The query plan generated is:

== Physical Plan ==
AdaptiveSparkPlan (41)
+- == Current Plan ==
   CollectLimit (22)
   +- SortAggregate (21)
      +- Sort (20)
         +- ShuffleQueryStage (19), Statistics(sizeInBytes=2.02E+22 B, ColumnStat: N/A)
            +- Exchange (18)
               +- SortAggregate (17)
                  +- * Sort (16)
                     +- * Project (15)
                        +- * BroadcastHashJoin Inner BuildLeft (14)
                           :- AQEShuffleRead (12)
                           :  +- ShuffleQueryStage (11), Statistics(sizeInBytes=94.3 KiB, rowCount=2.01E+3, ColumnStat: N/A, isRuntime=true)
                           :     +- Exchange (10)
                           :        +- * Project (9)
                           :           +- * BroadcastHashJoin Inner BuildLeft (8)
                           :              :- AQEShuffleRead (6)
                           :              :  +- ShuffleQueryStage (5), Statistics(sizeInBytes=52.8 KiB, rowCount=1.35E+3, ColumnStat: N/A, isRuntime=true)
                           :              :     +- Exchange (4)
                           :              :        +- * Project (3)
                           :              :           +- * Filter (2)
                           :              :              +- * Scan JDBCRelation(orders) [numPartitions=1]  (1)
                           :              +- * Scan JDBCRelation(order_line_item) [numPartitions=1]  (7)
                           +- * Scan JDBCRelation(item_wms) [numPartitions=1]  (13)

What my understanding is:

  • I think the reason why the first query finishes early is because it does not need to the full join.

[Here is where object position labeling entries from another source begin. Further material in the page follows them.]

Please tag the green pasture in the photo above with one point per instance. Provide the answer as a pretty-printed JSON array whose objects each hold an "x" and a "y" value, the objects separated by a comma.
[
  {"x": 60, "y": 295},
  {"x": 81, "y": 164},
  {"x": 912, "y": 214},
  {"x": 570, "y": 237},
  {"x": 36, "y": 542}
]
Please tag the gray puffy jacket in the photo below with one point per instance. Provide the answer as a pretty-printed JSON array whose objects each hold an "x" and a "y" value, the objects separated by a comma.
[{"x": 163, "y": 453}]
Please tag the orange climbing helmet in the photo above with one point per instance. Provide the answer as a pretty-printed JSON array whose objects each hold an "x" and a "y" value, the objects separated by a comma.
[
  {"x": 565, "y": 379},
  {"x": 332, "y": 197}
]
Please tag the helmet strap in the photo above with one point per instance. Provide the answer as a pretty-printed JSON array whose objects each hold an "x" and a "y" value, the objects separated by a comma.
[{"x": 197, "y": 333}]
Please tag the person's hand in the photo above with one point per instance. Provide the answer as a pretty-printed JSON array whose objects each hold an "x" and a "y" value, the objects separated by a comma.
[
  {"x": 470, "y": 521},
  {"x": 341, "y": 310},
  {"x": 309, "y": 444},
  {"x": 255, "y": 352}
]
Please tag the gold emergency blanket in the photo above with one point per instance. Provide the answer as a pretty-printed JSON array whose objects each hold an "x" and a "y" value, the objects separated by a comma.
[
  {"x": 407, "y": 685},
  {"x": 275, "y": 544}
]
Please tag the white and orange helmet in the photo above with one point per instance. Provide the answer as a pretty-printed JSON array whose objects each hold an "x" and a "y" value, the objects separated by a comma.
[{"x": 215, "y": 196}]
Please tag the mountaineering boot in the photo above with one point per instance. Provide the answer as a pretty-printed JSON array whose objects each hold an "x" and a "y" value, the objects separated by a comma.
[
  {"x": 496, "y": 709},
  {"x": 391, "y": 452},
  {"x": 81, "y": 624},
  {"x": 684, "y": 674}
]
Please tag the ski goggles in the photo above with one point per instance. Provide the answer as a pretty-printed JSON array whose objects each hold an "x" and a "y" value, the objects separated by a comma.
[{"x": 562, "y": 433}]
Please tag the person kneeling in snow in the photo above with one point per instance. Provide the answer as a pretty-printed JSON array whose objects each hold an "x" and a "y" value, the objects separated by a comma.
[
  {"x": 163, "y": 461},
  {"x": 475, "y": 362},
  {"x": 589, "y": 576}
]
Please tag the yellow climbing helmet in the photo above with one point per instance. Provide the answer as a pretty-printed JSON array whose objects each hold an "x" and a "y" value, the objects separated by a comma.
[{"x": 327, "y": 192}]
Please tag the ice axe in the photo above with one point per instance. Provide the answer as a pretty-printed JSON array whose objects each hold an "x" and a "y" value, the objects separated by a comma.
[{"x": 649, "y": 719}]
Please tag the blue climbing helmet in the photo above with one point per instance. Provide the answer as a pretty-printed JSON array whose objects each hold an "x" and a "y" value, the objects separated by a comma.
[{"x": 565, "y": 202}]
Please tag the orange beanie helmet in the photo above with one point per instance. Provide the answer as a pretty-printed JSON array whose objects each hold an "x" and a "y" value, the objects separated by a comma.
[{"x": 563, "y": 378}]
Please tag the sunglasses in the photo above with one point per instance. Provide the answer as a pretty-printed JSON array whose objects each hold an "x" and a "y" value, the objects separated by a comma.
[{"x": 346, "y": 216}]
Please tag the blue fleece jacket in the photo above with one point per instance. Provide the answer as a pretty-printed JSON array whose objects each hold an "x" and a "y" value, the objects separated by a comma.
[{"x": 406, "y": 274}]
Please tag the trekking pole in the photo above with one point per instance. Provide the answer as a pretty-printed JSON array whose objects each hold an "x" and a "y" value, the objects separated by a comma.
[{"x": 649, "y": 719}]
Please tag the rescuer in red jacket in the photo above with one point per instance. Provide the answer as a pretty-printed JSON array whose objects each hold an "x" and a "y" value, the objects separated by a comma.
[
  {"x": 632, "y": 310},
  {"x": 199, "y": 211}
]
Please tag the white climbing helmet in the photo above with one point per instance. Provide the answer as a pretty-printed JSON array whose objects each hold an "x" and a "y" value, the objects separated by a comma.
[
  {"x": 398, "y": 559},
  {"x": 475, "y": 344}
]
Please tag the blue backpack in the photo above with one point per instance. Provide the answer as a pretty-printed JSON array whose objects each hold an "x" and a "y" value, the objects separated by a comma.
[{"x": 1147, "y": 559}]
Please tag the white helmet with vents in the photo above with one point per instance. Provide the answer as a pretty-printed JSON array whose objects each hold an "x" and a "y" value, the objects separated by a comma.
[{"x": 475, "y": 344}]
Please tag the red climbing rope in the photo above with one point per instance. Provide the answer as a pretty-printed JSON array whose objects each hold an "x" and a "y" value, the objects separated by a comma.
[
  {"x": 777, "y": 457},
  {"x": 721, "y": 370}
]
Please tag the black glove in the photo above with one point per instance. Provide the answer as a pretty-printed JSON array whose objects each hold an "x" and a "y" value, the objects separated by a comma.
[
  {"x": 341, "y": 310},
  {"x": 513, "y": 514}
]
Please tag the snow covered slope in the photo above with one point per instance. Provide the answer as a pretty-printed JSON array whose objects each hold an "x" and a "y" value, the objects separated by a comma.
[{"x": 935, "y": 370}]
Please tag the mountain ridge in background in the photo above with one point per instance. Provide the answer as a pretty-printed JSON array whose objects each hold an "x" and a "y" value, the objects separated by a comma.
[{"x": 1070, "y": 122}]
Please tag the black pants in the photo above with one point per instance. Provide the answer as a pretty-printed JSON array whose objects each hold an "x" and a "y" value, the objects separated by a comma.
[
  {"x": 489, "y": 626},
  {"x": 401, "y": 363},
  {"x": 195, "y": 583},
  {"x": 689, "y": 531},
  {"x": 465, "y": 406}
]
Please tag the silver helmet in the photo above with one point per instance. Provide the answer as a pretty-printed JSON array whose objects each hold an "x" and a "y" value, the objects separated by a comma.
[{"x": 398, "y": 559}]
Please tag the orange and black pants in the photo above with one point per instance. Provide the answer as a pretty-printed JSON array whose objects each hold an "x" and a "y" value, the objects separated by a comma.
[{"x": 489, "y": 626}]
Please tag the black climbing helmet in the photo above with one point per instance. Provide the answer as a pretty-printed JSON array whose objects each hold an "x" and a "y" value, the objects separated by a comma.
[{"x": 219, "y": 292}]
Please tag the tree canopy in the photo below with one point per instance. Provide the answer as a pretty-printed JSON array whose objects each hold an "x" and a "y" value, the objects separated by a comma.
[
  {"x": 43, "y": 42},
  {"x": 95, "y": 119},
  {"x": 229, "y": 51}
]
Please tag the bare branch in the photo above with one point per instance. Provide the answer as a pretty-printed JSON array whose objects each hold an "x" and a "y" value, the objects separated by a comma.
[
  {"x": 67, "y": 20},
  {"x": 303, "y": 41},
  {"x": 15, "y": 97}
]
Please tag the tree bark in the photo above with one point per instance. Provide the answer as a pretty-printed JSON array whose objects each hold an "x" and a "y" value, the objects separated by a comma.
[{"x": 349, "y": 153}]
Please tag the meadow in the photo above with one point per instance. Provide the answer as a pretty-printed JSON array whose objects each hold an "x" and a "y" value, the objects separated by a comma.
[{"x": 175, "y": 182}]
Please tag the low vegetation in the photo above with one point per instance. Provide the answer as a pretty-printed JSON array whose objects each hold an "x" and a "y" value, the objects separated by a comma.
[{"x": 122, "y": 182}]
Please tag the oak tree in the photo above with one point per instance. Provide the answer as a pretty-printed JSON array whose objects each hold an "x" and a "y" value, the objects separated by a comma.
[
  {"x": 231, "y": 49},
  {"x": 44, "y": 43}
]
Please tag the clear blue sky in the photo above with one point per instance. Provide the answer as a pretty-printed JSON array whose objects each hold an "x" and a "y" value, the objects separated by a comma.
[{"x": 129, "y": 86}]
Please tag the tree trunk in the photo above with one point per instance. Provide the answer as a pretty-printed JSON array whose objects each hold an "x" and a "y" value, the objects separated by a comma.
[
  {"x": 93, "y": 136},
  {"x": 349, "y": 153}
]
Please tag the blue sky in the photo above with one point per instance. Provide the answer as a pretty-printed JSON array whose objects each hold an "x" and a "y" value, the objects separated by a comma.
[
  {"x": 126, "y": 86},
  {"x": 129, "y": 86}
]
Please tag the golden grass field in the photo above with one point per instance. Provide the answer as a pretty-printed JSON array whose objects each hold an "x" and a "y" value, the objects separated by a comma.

The CollectLimit actually limits the result and it can do the join only for the 100 rows and exit.
  • This is not the case for the second query. It needs to sort the entire table then aggregate on the order_id.

Am I correct ?

Further questions:

  • What does the various + symbols mean in the query plan? Does it mean it's a different stage or different job?
  • When I am reading the query plan how should I interpret when new job or stage is created ?

I am asking this as I am a beginner to Spark query optimization and need to know how to interpret a query plan.

Cluster info: 4 cores 32 GB Single Node.